Actress/comedian Tina Fey gained a lot of much-deserved attention (and ratings) for her spot-on impersonation of Alaska Governor Sarah Palin on "Saturday Night Live," but in retrospect, it may have been another of the show's creations that captured the true zeitgeist of the 2008 election.
In the weeks leading up to Election Day, Keenan Thompson played a "financial expert" for the show's "Weekend Update" segments named Oscar Rogers, a not-so-subtle nod to the hoards of real such experts who have flooded TV screens throughout the current financial crisis. Nattily attired as if he just stepped off the market floor, this sage dispenser of financial advice had just one thing to say – somebody better "fix it!"
"How do we go about fixing it specifically?" he asked. "Take it one step at a time. Identify the problem -- fix it! Identify another problem -- fix it!

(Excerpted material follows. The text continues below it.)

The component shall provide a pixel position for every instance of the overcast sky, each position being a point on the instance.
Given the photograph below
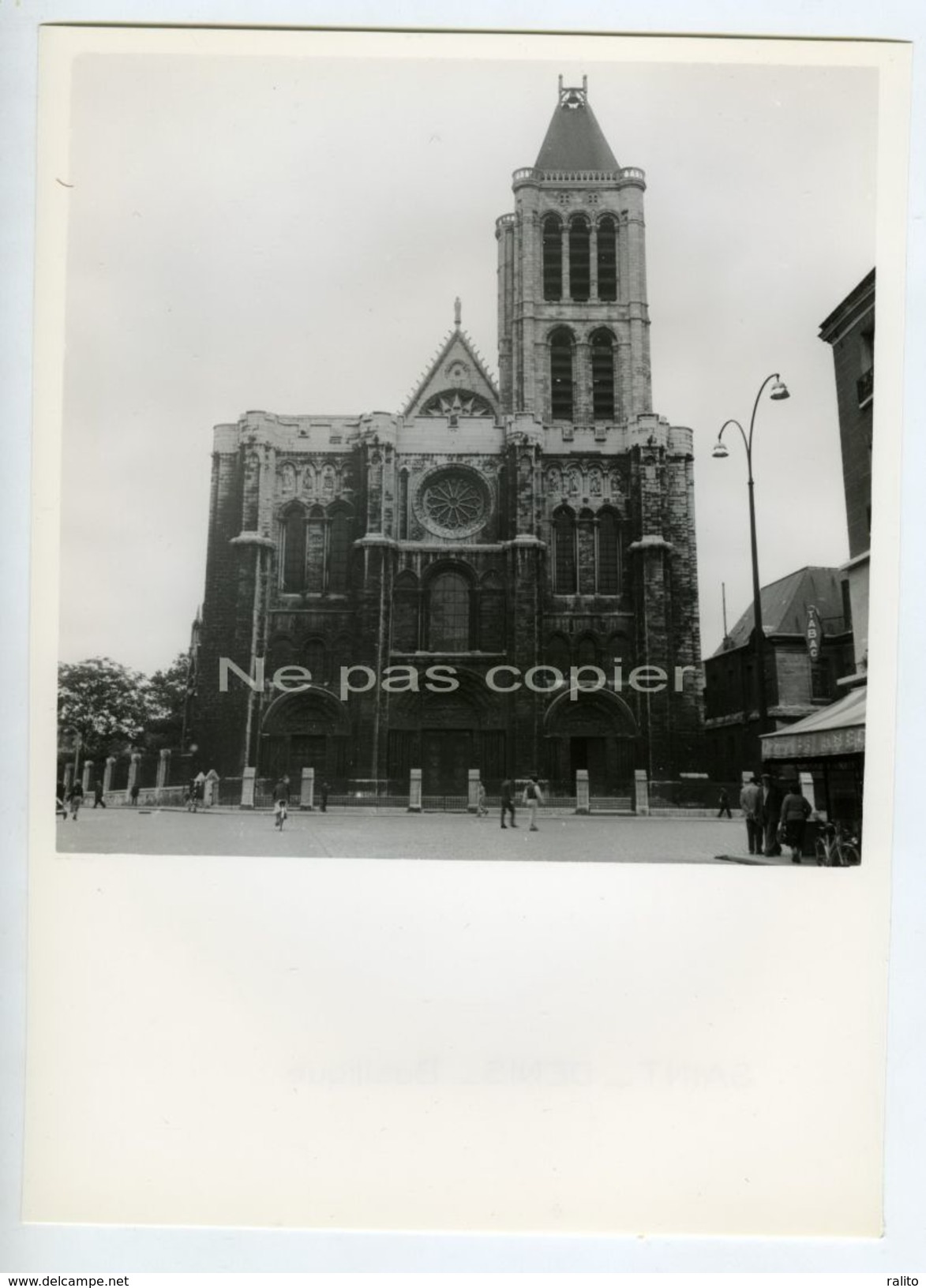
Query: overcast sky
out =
(289, 234)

Proceed as necessary until it is all fixed!" (You can watch the performance here, it's about 2:10 into the clip).
A big part of the reason why President-election Barack Obama's message of "change" resonated so powerfully was the sense among the electorate that things were broken and needed to be fixed, especially on the economy which voters consistently said was the most important issue by far. Less obvious is whether they voted for any specific remedy or simply a wholesale change to --- something.

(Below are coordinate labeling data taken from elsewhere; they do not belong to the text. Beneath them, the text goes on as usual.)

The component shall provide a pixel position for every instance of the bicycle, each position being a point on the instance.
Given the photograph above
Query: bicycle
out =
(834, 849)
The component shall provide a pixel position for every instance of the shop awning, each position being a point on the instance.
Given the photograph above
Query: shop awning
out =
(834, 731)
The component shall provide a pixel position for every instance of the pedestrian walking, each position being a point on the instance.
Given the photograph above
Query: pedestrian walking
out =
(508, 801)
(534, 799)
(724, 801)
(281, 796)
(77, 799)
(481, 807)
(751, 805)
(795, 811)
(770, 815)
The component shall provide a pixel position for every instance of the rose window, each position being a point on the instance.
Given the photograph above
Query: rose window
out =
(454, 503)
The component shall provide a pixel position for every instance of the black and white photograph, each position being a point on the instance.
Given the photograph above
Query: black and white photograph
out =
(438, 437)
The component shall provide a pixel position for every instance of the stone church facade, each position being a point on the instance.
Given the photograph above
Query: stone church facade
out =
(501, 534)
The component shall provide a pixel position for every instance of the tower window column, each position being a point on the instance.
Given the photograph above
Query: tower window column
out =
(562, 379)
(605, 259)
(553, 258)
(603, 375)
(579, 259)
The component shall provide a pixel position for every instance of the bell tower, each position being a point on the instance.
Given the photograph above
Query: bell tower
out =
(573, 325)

A glance at the exit polls doesn't suggest a radical change in the electorate when it comes to ideology. Forty-four percent of the electorate identified themselves as moderate, 34 percent conservative and just 22 percent called themselves liberal. That's about the same breakdown as in past elections. Voters instinctively understood that the old ways of looking at politics weren't working, which is why John McCain's traditional argument about tax-and-spend Democrats fell mostly on deaf ears. In pre-election polls, as many or more Americans believed McCain would raise their taxes as Obama.
But change doesn't look like it's going to come easy. Start with the $700 billion financial bailout agreement, which wasn't exactly popular to begin with, that has morphed into one thing after another until it's almost unrecognizable. Now even Democrats are asking the auto industry to go back to the drawing board and put together a bailout plan to sell that they can support.
As the incoming president puts together his cabinet, the first hints show a surprising amount of old-style thinking – or at least familiar, Washington-entrenched names, starting with Rahm Emanuel as White House Chief of Staff. Already there are questions about what kind of change such a team is likely to bring. In the end, it may not matter as long as they find some way to "fix it."